ドル円、150円台を維持できず クロス円も下落=NY為替概況
ドル円、150円台を維持できず クロス円も下落=NY為替概況
きょうのNY為替市場、ドル円は再び150円を割り込んだ。前日に150円を突破し、東京時間には一時151円を試す展開が見られたものの上値を維持できていない。特段の売り材料は見当たらなったが、3月期末が接近していることもあり、ポジション調整が活発に出ている可能性はありそうだ。円安の動きも一服し、ユーロ円やポンド円といったクロス円も戻り売りに押された。
東京時間に日銀の1月会合分の議事要旨が公表されていたが、「経済・物価見通し実現なら、引き続き利上げが適当」としていた。他の委員の発言なども加味すると、方向感は追加利上げで変わらずだが、慎重なペースが好ましいといった雰囲気のようだ。

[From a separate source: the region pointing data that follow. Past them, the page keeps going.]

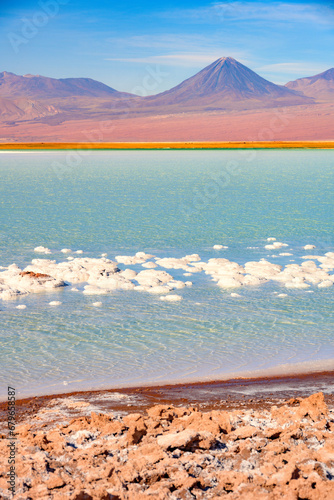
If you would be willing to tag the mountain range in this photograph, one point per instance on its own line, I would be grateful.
(225, 86)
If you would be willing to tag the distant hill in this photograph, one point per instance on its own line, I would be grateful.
(320, 87)
(22, 108)
(40, 87)
(227, 84)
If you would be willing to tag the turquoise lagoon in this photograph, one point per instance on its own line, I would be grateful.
(168, 203)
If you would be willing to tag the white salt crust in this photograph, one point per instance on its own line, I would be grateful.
(102, 276)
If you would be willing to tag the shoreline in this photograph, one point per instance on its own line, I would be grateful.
(259, 393)
(326, 144)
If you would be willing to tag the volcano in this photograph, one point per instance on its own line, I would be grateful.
(227, 84)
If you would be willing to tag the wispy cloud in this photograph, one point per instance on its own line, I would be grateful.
(185, 60)
(294, 68)
(259, 11)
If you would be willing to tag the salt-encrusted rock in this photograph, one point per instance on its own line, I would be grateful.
(150, 265)
(152, 277)
(309, 247)
(178, 440)
(171, 298)
(42, 249)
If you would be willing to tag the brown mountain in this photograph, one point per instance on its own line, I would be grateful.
(14, 109)
(320, 87)
(226, 84)
(38, 87)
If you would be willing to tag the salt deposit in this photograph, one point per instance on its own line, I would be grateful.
(309, 247)
(42, 250)
(275, 245)
(171, 298)
(103, 276)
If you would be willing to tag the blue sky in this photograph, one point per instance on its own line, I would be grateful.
(146, 47)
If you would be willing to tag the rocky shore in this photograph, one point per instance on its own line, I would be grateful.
(178, 452)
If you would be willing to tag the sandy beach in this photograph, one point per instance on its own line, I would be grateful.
(245, 438)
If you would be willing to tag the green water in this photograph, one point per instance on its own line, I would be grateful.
(169, 203)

少なくとも春以降、賃金上昇の広がりと4月2日以降の関税の影響、そして不透明感もささやかれ始めている世界経済の動向を確認したい意向と思われる。短期金融市場では7月か9月の利上げを織り込む一方、6月の可能性も排除していない状況に変化はない。
本日はこのところのドル高が一服し、ユーロドルも下げを一服させていた。しかし、買い戻しを強める動きまでは見られず、1.08ドルちょうど付近で方向感のない展開となった。ロンドン時間に3月調査のIfo景況感指数が公表されていたが、前回から上昇したものの予想通りの内容でもあったことから、ユーロの反応は限定的となっていた。
ユーロドルは先週からの連続下落で、3月に入ってからの急上昇の調整が入り、過熱感は完全になくなっている。200日線の上は維持しており、リバウンド相場の流れにはなおあるものの、現在は次のアクション待ちの雰囲気も出ている。

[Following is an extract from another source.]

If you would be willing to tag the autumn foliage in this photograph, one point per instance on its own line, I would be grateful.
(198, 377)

ポンドドルは1.29ドル台半ばに買い戻された。ポンドに関しては、明日の英消費者物価指数(CPI)やリーブス財務相の春季予算案の提出が待たれる。
今月発表になった1月の月次英GDPは予想外のマイナス成長となっていたが、ストラテジストは英国の低成長はポンドの見通しにリスクをもたらすと指摘し、期待外れの成長が政府の税収を圧迫しているという。成長回復がなければ、秋にさらなる増税が行われるリスクが残る。利下げは経済見通しを押し上げるが、英中銀はインフレ圧力が依然として高いことを理由に慎重姿勢を崩していない。
同氏は、ポンドは英中銀の慎重な利下げ姿勢から引き続きある程度の支援を受けるという。しかし、英経済が低成長、苦戦する財政、低い企業信頼感、低い生産性成長との関連を断ち切れない場合、ポンドの相対的な魅力は薄れるだろうと述べている。